The well-known logo of ABBA using bold variant of this font

- The bold variant of News Gothic is used in the logo for the Swedish pop group ABBA, conceived in 1976 by Rune Söderqvist.
- News Gothic Bold was used in the Star Wars opening crawl for the main body of the text, as well as for the closing credits of each of the films in that series.
- The version of News Gothic that was on IBM typesetters was used widely by Fluxus artists such as George Maciunas (in his Fluxpublications) and George Brecht (in his event scores).
- The logo adopted by Polaroid Corporation in the late 1950s, designed by Paul Giambarba, is set in News Gothic, as was much of the type on the company's packaging and documentation until the 1980s.
- General Electric used a variant of the News Gothic typeface in transition from 2003 until they debuted the GE Inspira typeface in July 2004.
- The numbers on the vertical split-flap displays found in game shows between the late 1960s and the 1970s used News Gothic Bold.
- The letter tiles in the original American version of Scrabble are in News Gothic.
- The Halton Catholic District School Board uses News Gothic as the primary typeface in all of its communications and reports, as well as in its logo.
- Heidelberg Gothic, a variant of News Gothic, is the house font of the Heidelberg Gruppe.
- JCP News Gothic, commissioned by JCPenney, consists of two new weights coordinated with Monotype News Gothic, and was designed for use in advertising campaigns.
- The primary State Farm typeface is SF News Gothic, a branded version of News Gothic.

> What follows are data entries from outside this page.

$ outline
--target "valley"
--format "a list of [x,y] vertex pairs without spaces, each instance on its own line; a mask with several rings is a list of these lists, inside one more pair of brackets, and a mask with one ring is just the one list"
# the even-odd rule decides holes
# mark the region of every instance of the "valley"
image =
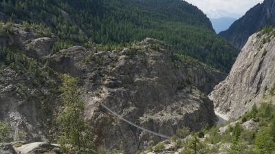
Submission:
[[0,153],[272,153],[273,4],[0,0]]

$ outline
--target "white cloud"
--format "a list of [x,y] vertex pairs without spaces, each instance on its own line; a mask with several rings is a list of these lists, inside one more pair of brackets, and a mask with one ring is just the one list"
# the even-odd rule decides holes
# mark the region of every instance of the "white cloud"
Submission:
[[263,0],[185,0],[197,6],[209,18],[243,16],[250,8]]

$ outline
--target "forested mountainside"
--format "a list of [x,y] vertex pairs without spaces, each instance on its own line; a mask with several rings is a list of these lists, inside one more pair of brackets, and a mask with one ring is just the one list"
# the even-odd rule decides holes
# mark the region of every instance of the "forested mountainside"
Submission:
[[183,127],[142,153],[274,153],[274,45],[275,29],[252,35],[228,76],[209,96],[228,122],[197,133]]
[[236,21],[230,28],[219,33],[235,47],[241,50],[252,34],[265,26],[275,26],[275,1],[265,0],[251,8],[246,14]]
[[[76,144],[84,150],[133,153],[165,139],[137,129],[104,107],[166,138],[182,126],[197,131],[214,122],[213,103],[206,94],[224,74],[176,56],[170,45],[149,38],[112,51],[91,45],[53,54],[58,38],[43,30],[0,23],[0,142],[23,141],[0,144],[0,153],[11,145],[23,153],[57,148],[25,145],[33,142],[75,145],[75,133],[89,137],[90,127],[95,136],[81,137],[82,142]],[[69,75],[64,79],[64,74]],[[60,118],[66,122],[59,122]],[[58,135],[66,132],[60,142]],[[87,144],[94,146],[88,148]],[[47,145],[50,150],[43,148]],[[21,149],[25,146],[32,148]]]
[[[181,0],[2,0],[0,19],[49,27],[59,37],[54,52],[72,45],[115,49],[146,37],[180,54],[229,72],[236,51],[217,36],[206,16]],[[24,22],[25,25],[28,24]]]

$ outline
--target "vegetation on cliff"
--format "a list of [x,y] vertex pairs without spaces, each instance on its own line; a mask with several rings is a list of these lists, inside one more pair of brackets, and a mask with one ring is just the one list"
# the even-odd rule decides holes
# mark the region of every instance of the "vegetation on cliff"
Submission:
[[[234,47],[215,34],[203,12],[180,0],[1,0],[0,8],[14,22],[50,28],[66,45],[89,41],[112,50],[155,38],[224,72],[236,56]],[[62,49],[58,45],[56,45],[54,53]]]

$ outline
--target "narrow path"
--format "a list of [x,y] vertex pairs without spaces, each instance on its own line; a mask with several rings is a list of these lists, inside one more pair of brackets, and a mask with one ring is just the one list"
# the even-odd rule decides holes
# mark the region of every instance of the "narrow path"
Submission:
[[16,151],[17,151],[18,153],[20,152],[20,153],[21,153],[21,154],[28,154],[28,153],[30,153],[30,152],[31,152],[33,150],[41,148],[43,145],[55,146],[55,144],[49,144],[48,143],[45,143],[45,142],[34,142],[34,143],[22,145],[20,147],[14,148],[14,149]]
[[164,134],[161,134],[161,133],[156,133],[155,131],[152,131],[148,130],[147,129],[145,129],[145,128],[143,128],[142,126],[138,126],[137,124],[129,121],[128,120],[124,119],[122,116],[121,116],[118,115],[118,113],[116,113],[116,112],[113,111],[111,109],[110,109],[109,107],[106,107],[105,105],[104,105],[102,104],[100,104],[100,105],[102,107],[104,107],[105,109],[107,109],[108,111],[111,113],[113,115],[114,115],[116,117],[118,117],[119,119],[127,122],[128,124],[131,124],[131,125],[132,125],[133,126],[135,126],[136,128],[138,128],[139,129],[141,129],[142,131],[144,131],[146,132],[148,132],[149,133],[153,134],[153,135],[157,135],[157,136],[160,136],[160,137],[165,138],[165,139],[170,139],[171,138],[170,137],[169,137],[168,135],[164,135]]

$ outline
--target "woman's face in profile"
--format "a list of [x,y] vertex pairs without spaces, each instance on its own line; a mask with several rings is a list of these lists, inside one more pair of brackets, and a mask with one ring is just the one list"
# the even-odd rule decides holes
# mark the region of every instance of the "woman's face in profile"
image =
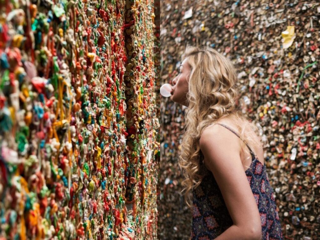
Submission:
[[188,75],[191,68],[187,58],[182,61],[180,68],[179,74],[172,80],[173,85],[170,98],[174,102],[188,107],[187,94],[189,91]]

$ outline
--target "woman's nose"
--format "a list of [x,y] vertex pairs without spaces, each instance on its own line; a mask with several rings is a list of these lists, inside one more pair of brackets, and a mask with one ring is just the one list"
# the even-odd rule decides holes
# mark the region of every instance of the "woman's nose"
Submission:
[[173,80],[172,80],[172,84],[173,84],[174,85],[175,85],[176,84],[176,83],[177,82],[176,79],[177,79],[177,78],[175,77],[173,79]]

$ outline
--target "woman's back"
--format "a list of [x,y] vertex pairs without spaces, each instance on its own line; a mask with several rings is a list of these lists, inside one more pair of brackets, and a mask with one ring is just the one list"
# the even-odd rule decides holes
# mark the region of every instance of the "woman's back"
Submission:
[[[239,137],[228,126],[216,124],[228,128]],[[283,236],[273,196],[273,189],[270,185],[263,158],[262,161],[260,161],[260,158],[254,154],[248,145],[247,146],[251,157],[250,167],[245,168],[245,172],[260,213],[262,239],[282,239]],[[263,149],[261,151],[262,153],[260,152],[260,155],[263,157]],[[199,172],[204,177],[193,192],[191,236],[193,240],[213,239],[233,224],[219,186],[212,172],[205,165],[203,156],[202,157]]]

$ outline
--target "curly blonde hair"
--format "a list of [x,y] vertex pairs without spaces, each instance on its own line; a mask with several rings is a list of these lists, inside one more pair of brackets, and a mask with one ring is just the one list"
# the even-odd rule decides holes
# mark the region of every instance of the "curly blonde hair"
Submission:
[[[262,128],[258,125],[259,129],[254,122],[247,119],[241,111],[238,103],[237,75],[230,60],[208,47],[201,48],[187,45],[182,57],[183,60],[188,58],[187,62],[190,71],[187,95],[188,106],[185,114],[184,133],[179,161],[185,177],[181,182],[183,188],[180,194],[185,192],[185,201],[191,208],[191,190],[200,184],[203,177],[198,171],[202,154],[199,140],[204,129],[218,119],[228,116],[237,126],[237,129],[234,130],[241,139],[249,146],[253,146],[257,144],[257,137],[246,130],[253,130],[262,142],[262,133],[259,131]],[[250,132],[252,132],[252,131]],[[243,152],[249,153],[245,144],[240,142]]]

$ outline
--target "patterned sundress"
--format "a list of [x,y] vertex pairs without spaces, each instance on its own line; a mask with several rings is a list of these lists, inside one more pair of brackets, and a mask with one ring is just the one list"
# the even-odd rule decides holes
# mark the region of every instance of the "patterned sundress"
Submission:
[[[239,134],[224,124],[223,126],[239,138]],[[262,240],[283,239],[278,212],[266,171],[266,164],[259,161],[245,141],[252,156],[245,171],[260,215]],[[201,155],[202,155],[202,154]],[[199,173],[205,175],[201,183],[194,189],[192,228],[190,239],[214,239],[233,225],[222,195],[212,172],[201,160]]]

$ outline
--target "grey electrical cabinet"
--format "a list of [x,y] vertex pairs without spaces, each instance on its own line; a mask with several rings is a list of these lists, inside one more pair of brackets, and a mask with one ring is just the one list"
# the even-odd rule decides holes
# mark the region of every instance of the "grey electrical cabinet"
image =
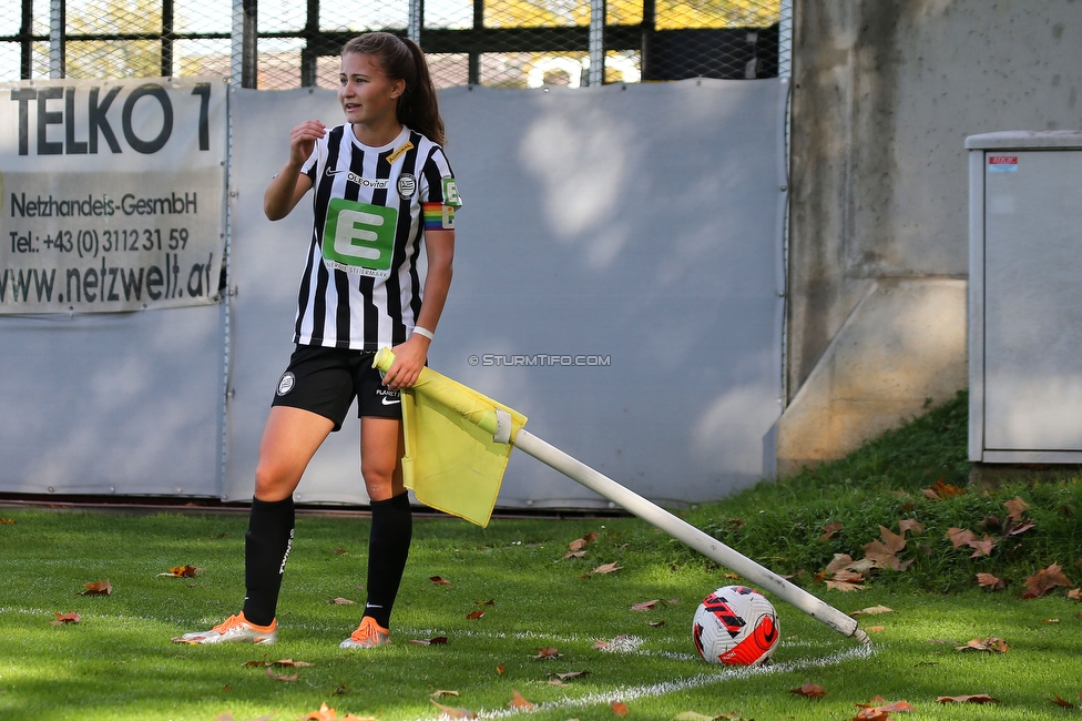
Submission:
[[1082,131],[966,149],[969,459],[1082,463]]

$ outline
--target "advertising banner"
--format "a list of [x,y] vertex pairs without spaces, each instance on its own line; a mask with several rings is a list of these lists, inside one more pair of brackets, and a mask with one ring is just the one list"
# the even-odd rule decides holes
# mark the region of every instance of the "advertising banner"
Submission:
[[223,78],[0,87],[0,314],[218,299]]

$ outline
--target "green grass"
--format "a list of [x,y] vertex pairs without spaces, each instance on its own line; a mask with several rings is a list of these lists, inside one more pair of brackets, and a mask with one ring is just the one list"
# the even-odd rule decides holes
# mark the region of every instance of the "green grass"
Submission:
[[[1068,599],[1063,588],[1018,598],[1024,577],[1049,562],[1059,562],[1075,583],[1082,580],[1074,565],[1082,548],[1072,510],[1079,508],[1078,477],[987,494],[971,489],[947,501],[923,498],[920,489],[940,477],[964,485],[963,402],[933,409],[844,461],[685,514],[778,571],[805,571],[795,582],[843,611],[894,609],[860,617],[864,628],[882,627],[871,632],[870,654],[775,600],[783,640],[772,667],[734,671],[704,663],[691,642],[692,613],[708,591],[733,581],[634,518],[497,519],[487,529],[417,518],[392,619],[395,644],[350,652],[337,643],[359,620],[368,520],[302,515],[279,603],[278,644],[178,646],[170,639],[238,609],[243,515],[4,508],[0,516],[16,522],[0,525],[0,719],[181,721],[227,712],[238,721],[298,719],[324,702],[339,718],[435,719],[439,710],[430,694],[437,690],[459,693],[440,703],[482,715],[509,713],[518,690],[538,704],[529,717],[544,721],[614,719],[612,700],[625,702],[634,719],[667,720],[683,712],[759,721],[851,719],[859,710],[855,704],[876,695],[908,701],[912,719],[1078,718],[1079,709],[1058,708],[1047,697],[1079,702],[1082,603]],[[1030,504],[1035,522],[1013,537],[1018,548],[1004,542],[989,558],[969,559],[971,549],[955,551],[942,538],[948,524],[968,522],[976,531],[987,515],[1004,516],[1002,501],[1015,496]],[[835,552],[859,557],[880,524],[897,529],[899,514],[926,526],[899,554],[915,559],[907,571],[876,572],[859,592],[813,582]],[[821,526],[834,520],[845,524],[843,532],[818,541]],[[600,538],[586,547],[586,557],[564,559],[566,544],[591,531]],[[590,573],[606,562],[622,569]],[[157,577],[185,563],[205,570],[193,579]],[[972,581],[973,572],[988,569],[1010,580],[1006,591],[989,592]],[[451,586],[437,586],[431,576]],[[113,586],[111,596],[79,595],[83,583],[104,578]],[[337,597],[358,603],[331,603]],[[665,602],[653,611],[631,610],[652,599]],[[494,605],[477,605],[488,600]],[[467,619],[476,610],[484,616]],[[57,612],[70,611],[80,613],[80,623],[51,624]],[[1059,622],[1045,622],[1053,619]],[[635,637],[637,648],[594,648],[598,639],[623,634]],[[438,636],[448,642],[408,642]],[[987,637],[1004,639],[1010,650],[955,650]],[[535,658],[548,647],[561,656]],[[287,658],[313,666],[275,669],[296,673],[296,681],[244,666]],[[589,673],[562,687],[548,683],[550,673],[573,671]],[[823,686],[828,695],[812,700],[788,692],[804,683]],[[1001,702],[936,702],[940,695],[977,693]]]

- By law, the legend of the Seal of Ohio is set in News Gothic.

== Bibliography ==
- Baines, Phil, Hastam, Andrew. Type and Typography. Watson-Guptill Publications: 2005. ISBN 0-8230-5528-0.
- Blackwell, Lewis. 20th Century Type. Yale University Press: 2004. ISBN 0-300-10073-6.
- Fiedl, Frederich, Nicholas Ott and Bernard Stein. Typography: An Encyclopedic Survey of Type Design and Techniques Through History, Black Dog & Leventhal: 1998. ISBN 1-57912-023-7.
- Jaspert, W. Pincus, W. Turner Berry and A. F. Johnson. The Encyclopædia of Type Faces, Blandford Press Lts.: 1953, 1983. ISBN 0-7137-1347-X.
- Macmillan, Neil. An A–Z of Type Designers. Yale University Press: 2006. ISBN 0-300-11151-7.
- Meggs, Phillip B. Revival of the Fittest, RC Publications, Inc: 2002. ISBN 1-883915-08-2.